Après Conflans, des sanctions contre ceux qui publient des informations menaçant la vie d'autrui

Ces annonces ont été faites dans la foulée d’un nouveau Conseil de Défense, le deuxième depuis l’attentat survenu à Conflans il y a une semaine.

Le gouvernement est attendu sur des actes contre la mouvance islamiste depuis la décapitation de Samuel Paty vendredi dernier.
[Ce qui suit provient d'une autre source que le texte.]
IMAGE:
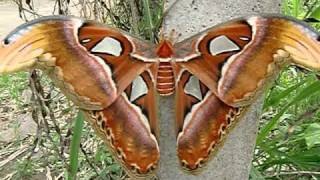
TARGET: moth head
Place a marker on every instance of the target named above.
(165, 49)
(17, 51)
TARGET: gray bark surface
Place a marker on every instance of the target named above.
(233, 160)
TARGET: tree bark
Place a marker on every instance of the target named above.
(233, 160)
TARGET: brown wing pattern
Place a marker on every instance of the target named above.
(202, 122)
(238, 57)
(129, 128)
(55, 44)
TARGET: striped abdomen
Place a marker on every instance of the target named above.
(165, 79)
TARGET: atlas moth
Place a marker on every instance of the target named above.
(114, 78)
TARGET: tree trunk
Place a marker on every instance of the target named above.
(233, 160)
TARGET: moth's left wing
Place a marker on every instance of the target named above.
(235, 59)
(129, 127)
(90, 62)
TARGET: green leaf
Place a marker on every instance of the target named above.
(274, 100)
(295, 7)
(75, 145)
(312, 135)
(255, 174)
(285, 6)
(306, 92)
(315, 13)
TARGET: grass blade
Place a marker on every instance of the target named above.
(306, 92)
(295, 7)
(315, 13)
(75, 144)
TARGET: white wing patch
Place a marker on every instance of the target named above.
(222, 44)
(193, 87)
(108, 45)
(139, 88)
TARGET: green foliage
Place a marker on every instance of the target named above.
(288, 142)
(75, 145)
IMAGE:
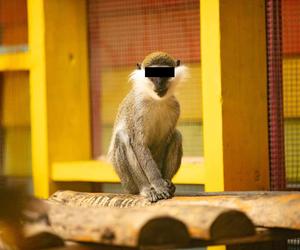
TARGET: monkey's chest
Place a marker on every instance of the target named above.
(157, 126)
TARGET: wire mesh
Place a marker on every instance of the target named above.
(275, 105)
(121, 34)
(291, 89)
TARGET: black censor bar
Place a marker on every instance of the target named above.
(159, 71)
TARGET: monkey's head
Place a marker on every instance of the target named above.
(158, 75)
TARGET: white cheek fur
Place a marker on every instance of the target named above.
(144, 85)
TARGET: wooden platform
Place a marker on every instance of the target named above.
(201, 219)
(76, 220)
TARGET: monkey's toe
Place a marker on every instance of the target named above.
(171, 187)
(150, 194)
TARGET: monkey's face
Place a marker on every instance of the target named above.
(160, 85)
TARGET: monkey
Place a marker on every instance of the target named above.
(146, 148)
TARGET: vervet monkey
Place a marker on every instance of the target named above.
(146, 147)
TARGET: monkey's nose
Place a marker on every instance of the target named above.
(161, 91)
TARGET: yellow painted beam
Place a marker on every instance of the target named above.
(291, 90)
(101, 171)
(15, 61)
(59, 86)
(38, 98)
(68, 101)
(211, 94)
(235, 121)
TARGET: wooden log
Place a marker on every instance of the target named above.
(147, 225)
(115, 226)
(267, 209)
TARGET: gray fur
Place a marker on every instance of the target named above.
(146, 147)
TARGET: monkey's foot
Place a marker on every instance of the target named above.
(150, 194)
(171, 187)
(162, 189)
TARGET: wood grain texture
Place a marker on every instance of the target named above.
(267, 209)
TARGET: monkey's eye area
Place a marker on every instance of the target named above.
(159, 71)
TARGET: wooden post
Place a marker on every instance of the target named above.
(59, 86)
(235, 118)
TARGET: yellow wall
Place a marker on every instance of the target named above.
(15, 123)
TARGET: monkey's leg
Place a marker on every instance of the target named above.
(173, 159)
(135, 170)
(120, 163)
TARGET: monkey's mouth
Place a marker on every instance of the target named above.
(161, 92)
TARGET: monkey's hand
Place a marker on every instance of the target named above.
(171, 187)
(162, 189)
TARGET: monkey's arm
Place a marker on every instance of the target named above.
(149, 166)
(126, 150)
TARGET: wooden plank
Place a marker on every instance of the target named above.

Ce vendredi, à l'issue d'un Conseil de Défense, le Premier ministre a annoncé « le renforcement de la protection des fonctionnaires et agents publics en pénalisant ceux qui font pression sur eux comme cela s'est produit à Conflans Sainte-Honorine », ainsi que la « possibilité la sanctionner ceux qui mettent en ligne des informations personnelles mettant en danger la vie d'autrui », comme ce fut le cas pour Samuel Paty.

Ces mesures doivent venir « parachever » le projet de loi renforçant la laïcité et la lutte contre les séparatismes, dont Emmanuel Macron avait exposé les grandes lignes début octobre aux Mureaux (Yvelines), et qui doit être présenté en Conseil des ministres le 9 décembre.
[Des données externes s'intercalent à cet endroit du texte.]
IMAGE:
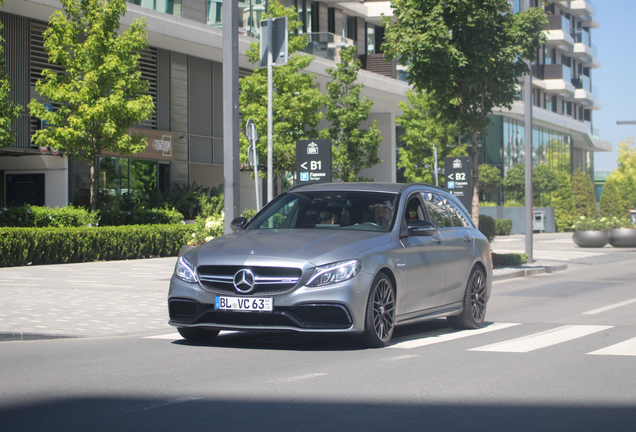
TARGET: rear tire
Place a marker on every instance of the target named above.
(197, 334)
(380, 317)
(472, 317)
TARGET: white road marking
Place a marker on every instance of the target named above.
(609, 307)
(444, 336)
(555, 255)
(543, 339)
(399, 358)
(298, 378)
(159, 404)
(627, 348)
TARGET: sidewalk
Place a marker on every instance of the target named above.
(123, 297)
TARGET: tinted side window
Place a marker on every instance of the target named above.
(437, 209)
(457, 215)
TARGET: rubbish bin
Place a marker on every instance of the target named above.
(538, 221)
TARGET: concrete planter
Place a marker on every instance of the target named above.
(622, 237)
(590, 238)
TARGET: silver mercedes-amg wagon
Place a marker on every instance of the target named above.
(359, 258)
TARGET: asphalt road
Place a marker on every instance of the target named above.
(558, 354)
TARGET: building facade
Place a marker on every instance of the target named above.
(563, 98)
(184, 68)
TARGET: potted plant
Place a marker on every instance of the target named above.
(622, 233)
(590, 232)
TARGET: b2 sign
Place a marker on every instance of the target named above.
(457, 171)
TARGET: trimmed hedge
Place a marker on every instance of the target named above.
(39, 217)
(487, 227)
(508, 260)
(36, 216)
(139, 217)
(23, 246)
(503, 226)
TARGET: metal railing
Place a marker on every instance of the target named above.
(326, 45)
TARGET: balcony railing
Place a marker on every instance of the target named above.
(558, 22)
(581, 36)
(557, 71)
(326, 45)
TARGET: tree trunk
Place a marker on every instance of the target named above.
(94, 188)
(474, 161)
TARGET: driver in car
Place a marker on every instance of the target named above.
(383, 213)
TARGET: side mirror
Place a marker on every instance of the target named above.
(421, 228)
(238, 224)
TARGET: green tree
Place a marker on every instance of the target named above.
(8, 110)
(584, 198)
(625, 174)
(515, 181)
(296, 99)
(489, 178)
(468, 54)
(423, 129)
(563, 202)
(544, 180)
(101, 92)
(612, 202)
(354, 148)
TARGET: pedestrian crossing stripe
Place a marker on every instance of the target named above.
(522, 344)
(627, 348)
(543, 339)
(444, 336)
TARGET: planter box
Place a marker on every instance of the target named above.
(518, 217)
(622, 237)
(590, 238)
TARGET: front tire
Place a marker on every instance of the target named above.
(197, 334)
(380, 316)
(472, 317)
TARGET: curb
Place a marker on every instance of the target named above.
(522, 272)
(19, 336)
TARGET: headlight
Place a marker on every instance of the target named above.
(334, 273)
(185, 271)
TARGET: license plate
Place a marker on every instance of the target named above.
(253, 304)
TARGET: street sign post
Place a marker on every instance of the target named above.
(274, 37)
(252, 156)
(313, 161)
(459, 180)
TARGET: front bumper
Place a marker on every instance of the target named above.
(334, 308)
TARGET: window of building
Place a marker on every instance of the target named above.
(172, 7)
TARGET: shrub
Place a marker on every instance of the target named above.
(487, 227)
(206, 229)
(510, 259)
(590, 224)
(39, 216)
(503, 226)
(23, 246)
(139, 217)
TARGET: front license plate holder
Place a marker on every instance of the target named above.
(244, 304)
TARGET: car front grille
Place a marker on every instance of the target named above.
(267, 280)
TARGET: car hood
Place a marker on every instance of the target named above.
(306, 245)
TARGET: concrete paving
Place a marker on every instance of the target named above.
(113, 298)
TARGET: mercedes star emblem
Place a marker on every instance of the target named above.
(244, 281)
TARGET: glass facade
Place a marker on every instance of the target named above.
(172, 7)
(504, 145)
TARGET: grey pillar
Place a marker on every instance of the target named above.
(527, 110)
(231, 146)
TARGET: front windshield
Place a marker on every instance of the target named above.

« La surveillance des réseaux sociaux et de la haine en ligne seront intensifiées », a également annoncé Jean Castex. « La plateforme Pharos sera renforcée sans délai, et un pole spécialisé sera créé au sein du parquet de Paris pour en améliorer l'efficacité ».

Priorité absolue

Depuis l'assassinat de l'enseignant à Conflans-Sainte-Honorine, Emmanuel Macron a fait de ce dossier sa priorité absolu. Dès dimanche soir, le président avait réuni un Conseil de défense où il avait donné son feu vert à une vaste opération policière contre les milieux radicalisés, qui a débouché le lendemain sur des dizaines d'interpellations et de contrôles.

Le président de la République avait aussi demandé aux ministres de la Justice, de l'Intérieur et de l'Education de réfléchir à des mesures qui pourraient « enrichir ou améliorer » ou encore «parachever » le projet de loi.
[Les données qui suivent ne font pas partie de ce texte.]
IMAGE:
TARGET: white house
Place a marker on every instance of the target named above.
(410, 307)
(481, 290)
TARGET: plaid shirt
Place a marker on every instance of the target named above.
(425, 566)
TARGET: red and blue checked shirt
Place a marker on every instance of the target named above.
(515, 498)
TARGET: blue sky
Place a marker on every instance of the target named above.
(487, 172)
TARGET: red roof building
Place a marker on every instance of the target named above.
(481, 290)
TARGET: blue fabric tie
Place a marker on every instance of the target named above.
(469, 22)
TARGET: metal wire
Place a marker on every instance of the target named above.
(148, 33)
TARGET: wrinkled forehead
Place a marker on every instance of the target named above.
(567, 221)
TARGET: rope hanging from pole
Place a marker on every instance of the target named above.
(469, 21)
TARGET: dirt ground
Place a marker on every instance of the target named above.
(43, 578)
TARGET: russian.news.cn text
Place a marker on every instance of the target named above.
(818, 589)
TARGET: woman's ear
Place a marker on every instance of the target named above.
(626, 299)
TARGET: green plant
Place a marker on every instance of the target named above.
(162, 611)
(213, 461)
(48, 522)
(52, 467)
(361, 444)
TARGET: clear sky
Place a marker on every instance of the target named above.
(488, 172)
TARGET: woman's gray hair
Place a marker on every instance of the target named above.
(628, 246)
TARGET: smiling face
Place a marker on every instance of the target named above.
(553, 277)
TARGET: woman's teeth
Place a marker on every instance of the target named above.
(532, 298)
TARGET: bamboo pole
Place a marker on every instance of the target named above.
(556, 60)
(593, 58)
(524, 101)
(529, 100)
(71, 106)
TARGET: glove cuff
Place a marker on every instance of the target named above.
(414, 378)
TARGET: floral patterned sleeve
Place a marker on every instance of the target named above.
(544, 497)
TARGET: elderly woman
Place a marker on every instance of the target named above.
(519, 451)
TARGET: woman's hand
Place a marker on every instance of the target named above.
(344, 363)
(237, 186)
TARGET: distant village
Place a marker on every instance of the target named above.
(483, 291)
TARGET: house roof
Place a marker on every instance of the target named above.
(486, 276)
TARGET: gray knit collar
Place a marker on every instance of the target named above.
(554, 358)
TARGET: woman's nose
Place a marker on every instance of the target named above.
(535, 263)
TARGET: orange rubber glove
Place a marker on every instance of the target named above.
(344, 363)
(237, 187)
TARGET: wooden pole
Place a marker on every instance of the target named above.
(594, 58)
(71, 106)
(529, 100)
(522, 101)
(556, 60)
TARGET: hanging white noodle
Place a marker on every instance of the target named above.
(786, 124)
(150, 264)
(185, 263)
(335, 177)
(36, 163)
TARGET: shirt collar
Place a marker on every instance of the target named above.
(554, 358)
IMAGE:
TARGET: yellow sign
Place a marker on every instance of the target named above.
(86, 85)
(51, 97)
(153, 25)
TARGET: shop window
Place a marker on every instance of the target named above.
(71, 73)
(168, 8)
Le gouvernement, qui a déjà annoncé la fermeture de la mosquée de Pantin, et la dissolution du collectif Cheickh Yassine, créé par Abdelhakim Sefrioui, un militant islamiste radical actuellement en garde à vue dans l'enquête sur l'attentat, est également sous la pression de l'opposition de droite et d'extrême-droite, qui multiplie les propositions pour lutter contre l'islam radical.

« 123 visites domiciliaires ont été décidées et 56 ont d'ores et déjà été réalisées », a également annoncé le Premier ministre ce vendredi. « 1279 signalements à la plateforme Pharos, services spécialisé chargé du recueil des signalements illicites sur internet, ont permis 27 interpellations », a-t-il ajouté.